My house still smells like smoke. Hunter ad I performed the spell that would allow the list to be destroyed. Then I burned the list in the fireplace, crying as I watched the flames lick along the edges, making the parchment curl. It was beautiful, and I had worked so hard on it, with the gold leaf and the calligraphy. Hunter stood by, his arms across his chest, that hard chest that I felt. His face was lit by the fire, and the awful thing was that I could tell that regretted destroying something so beautiful. Seeing that on his face was incredibly irritating, because it only showed me again how much possibility existed within him, how close he was to being exactly what I needed him to be.
I do know this. I haven't seen the last of Hunter Niall, nor he of me. Now I have work to do.
— J.C.
I felt better once we were fifty miles away from Justine. That last scene had left me with bitter feelings, all sorts of conflicting emotions. But I was glad the list had been destroyed and glad I’d had the presence of mind to also check her computer. There wasn’t much there—just a few files she had to purge. I’d have to make an addendum to my report.

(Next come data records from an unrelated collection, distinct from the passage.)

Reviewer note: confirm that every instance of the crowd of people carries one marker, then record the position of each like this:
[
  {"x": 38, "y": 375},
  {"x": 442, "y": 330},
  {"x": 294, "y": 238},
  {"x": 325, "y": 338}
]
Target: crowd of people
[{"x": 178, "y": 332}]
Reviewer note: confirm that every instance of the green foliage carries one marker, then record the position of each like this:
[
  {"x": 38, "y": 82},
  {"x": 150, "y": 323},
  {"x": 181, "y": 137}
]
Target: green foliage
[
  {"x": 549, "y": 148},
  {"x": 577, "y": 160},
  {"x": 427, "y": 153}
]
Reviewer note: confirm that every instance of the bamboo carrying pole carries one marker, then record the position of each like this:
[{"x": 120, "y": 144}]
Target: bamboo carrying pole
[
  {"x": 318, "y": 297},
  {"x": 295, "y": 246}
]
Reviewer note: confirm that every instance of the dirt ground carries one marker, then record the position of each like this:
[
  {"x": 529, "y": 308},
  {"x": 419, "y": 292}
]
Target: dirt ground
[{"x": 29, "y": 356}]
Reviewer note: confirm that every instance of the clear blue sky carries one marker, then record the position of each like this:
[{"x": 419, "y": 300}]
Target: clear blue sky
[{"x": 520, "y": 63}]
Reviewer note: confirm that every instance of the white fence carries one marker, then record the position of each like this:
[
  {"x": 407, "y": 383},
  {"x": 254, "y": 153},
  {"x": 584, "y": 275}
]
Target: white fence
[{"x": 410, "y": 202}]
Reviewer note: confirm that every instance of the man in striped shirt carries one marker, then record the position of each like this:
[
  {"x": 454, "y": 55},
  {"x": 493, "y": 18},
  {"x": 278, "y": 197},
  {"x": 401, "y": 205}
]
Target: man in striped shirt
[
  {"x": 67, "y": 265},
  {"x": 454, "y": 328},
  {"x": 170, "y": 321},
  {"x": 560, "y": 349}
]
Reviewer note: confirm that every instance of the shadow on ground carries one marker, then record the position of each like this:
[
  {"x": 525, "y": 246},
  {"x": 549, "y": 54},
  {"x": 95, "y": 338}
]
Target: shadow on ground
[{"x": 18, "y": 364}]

Da had little to say about the whole thing—if he had an opinion, he was keeping it to himself. On the drive back to his town he seemed thoughtful, preoccupied.

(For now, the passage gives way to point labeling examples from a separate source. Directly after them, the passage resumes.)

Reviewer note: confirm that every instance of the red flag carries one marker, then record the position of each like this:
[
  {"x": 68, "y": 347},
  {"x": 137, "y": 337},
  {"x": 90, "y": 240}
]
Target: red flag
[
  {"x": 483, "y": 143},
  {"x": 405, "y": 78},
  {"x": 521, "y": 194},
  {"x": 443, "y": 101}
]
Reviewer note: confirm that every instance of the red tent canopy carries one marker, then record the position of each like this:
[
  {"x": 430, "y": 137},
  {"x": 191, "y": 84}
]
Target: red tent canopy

In Saint Jérôme du Lac, I stopped at the liquor store and picked up several cardboard boxes. Then, back at the cabin, I helped Da pack his few belongings worth saving—some books, a wool shawl of Mum’s, her notebooks and papers. He had almost no clothes; none of the furniture was fit for anything but the bin; he had no art or knickknacks. It took us barely half an hour, but even that half hour made me nervous. The longer we were there, the twitchier Da seemed to become. He kept glancing at the front door as if he would bolt. I threw his stuff into the boot of my car and hustled him out to it, leaped into my seat, and motored out of there as fast as I could without causing my entire exhaust system to fall off.
After we had been on the road for six hours, I felt calmer. Da had curled miserably in his seat, as though the act of leaving that area was physically and emotionally painful.

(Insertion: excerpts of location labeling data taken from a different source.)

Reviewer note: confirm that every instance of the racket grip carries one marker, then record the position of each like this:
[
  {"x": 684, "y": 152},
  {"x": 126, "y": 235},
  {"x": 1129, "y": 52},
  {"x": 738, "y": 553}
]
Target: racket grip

“We’ll be stopping soon,” I told him, the first words either of us had spoken in hours. “We can get a room for tonight, then tomorrow be back in Widow’s Vale by late afternoon. I think you’ll like it there. It’s an old town, so it has some character. I’ll have to call Sky and get her back from France. You’ll be so surprised when you see her. Remember how she was kind of a pudge? She’s quite thin and tall now.”